The Laboratory of Acoustics has its roots in the initiative of physics professor Augustin Van Itterbeek (1904–1968), who was leading the Laboratory of Low Temperatures and Technical Physics. The latter had been appointed in 1932 to organise a physics research laboratory for Dutch-speaking students as part of the university's Flemishization2. Van Itterbeek initiated a program “ingénieur-physicien” in 1936. Graduated engineers could receive additional training in scientific research. The program also opened paths for physicists themselves to industry. In that context, physics research was organised into groups around low temperatures, viscosity, acoustics and nuclear physics.

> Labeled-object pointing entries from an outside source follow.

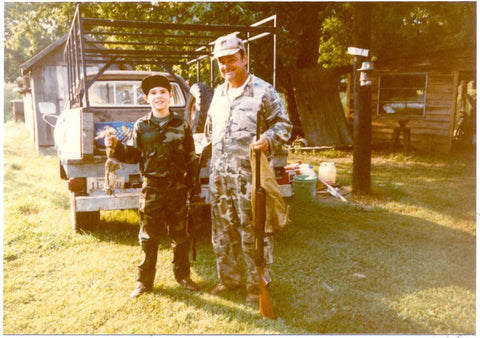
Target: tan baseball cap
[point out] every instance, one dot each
(227, 45)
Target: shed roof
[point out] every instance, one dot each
(38, 57)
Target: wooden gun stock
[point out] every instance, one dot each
(265, 302)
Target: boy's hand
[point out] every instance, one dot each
(261, 144)
(110, 141)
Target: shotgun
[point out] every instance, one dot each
(265, 302)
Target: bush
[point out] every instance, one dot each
(10, 94)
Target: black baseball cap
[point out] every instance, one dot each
(155, 81)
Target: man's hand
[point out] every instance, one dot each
(261, 143)
(110, 141)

During World War II, KU Leuven faced immense challenges and destruction. Following the German invasion of Belgium on May 10, 1940, Leuven became a ghost town the university library was destroyed in a fire during a battle on May 16, 1940, and the university was forced to close. KU Leuven established the American College (located in Naamsestraat, Leuven) as a temporary library and sought support from other universities and organizations in Belgium and abroad to rebuild its collections. In this period also Oxford and Cambridge offered temporary accommodation for Leuven professors and other universities and individuals offering support.

Following Belgium's capitulation on 28 May, the university was reopened at the beginning of July. In the beginning of February 1943, the occupier requisitioned the first-year students to work in Germany. When an ultimatum was issued at the end of May and the university was threatened with closure, rector Van Waeyenbergh had hidden the enrolment lists in the cellars of the University Halls. During the night between 11 and 12 May 1944, Leuven was bombed by the British RAF. A few months later, the war ended, and Van Waeyenbergh was able to return the Rector's House. He remained rector until his retirement in 1962 [4].

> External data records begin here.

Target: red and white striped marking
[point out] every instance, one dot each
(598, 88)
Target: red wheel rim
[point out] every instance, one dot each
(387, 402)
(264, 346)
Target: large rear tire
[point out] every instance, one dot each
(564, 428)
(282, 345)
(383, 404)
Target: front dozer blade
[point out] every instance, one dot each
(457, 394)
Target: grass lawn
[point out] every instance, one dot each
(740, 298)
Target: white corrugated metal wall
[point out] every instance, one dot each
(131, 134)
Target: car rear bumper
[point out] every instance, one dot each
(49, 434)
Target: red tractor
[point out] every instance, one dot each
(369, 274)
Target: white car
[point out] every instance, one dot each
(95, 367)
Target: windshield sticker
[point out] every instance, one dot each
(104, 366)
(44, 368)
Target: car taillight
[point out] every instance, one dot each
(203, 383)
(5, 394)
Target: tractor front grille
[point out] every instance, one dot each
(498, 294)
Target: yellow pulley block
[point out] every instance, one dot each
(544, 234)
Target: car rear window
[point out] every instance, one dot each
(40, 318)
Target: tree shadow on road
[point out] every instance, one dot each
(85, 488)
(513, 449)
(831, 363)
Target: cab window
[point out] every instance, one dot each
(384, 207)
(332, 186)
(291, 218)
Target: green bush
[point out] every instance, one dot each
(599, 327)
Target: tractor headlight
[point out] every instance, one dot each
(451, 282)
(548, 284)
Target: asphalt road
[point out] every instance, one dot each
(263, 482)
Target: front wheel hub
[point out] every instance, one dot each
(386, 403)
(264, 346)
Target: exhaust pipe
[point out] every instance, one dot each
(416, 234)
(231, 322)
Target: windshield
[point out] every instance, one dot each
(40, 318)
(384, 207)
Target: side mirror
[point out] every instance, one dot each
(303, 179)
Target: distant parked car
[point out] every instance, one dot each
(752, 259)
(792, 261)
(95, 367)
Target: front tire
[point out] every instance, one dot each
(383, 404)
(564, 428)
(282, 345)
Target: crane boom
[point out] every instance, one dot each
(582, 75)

Despite these hardships, Leuven University found ways to continue its mission, establishing a temporary library and seeking international support for rebuilding.

After the university was split in 1968, the Department of Physics was created with seven divisions, including the Acoustics and Thermal Conductivity (“Laboratorium voor Akoestiek en Warmtegeleiding (AW)”) division, which was initially led by Prof. Odiel Van Paemel (1911–2006). The other pioneering laboratory members were Prof. Henri Myncke (1921–2001), Prof. André Cops, Paul Jacques and Willy Delvaux. The research part of the department relocated to newly built facilities on the Heverlee campus in March 1972 (Figs. 13).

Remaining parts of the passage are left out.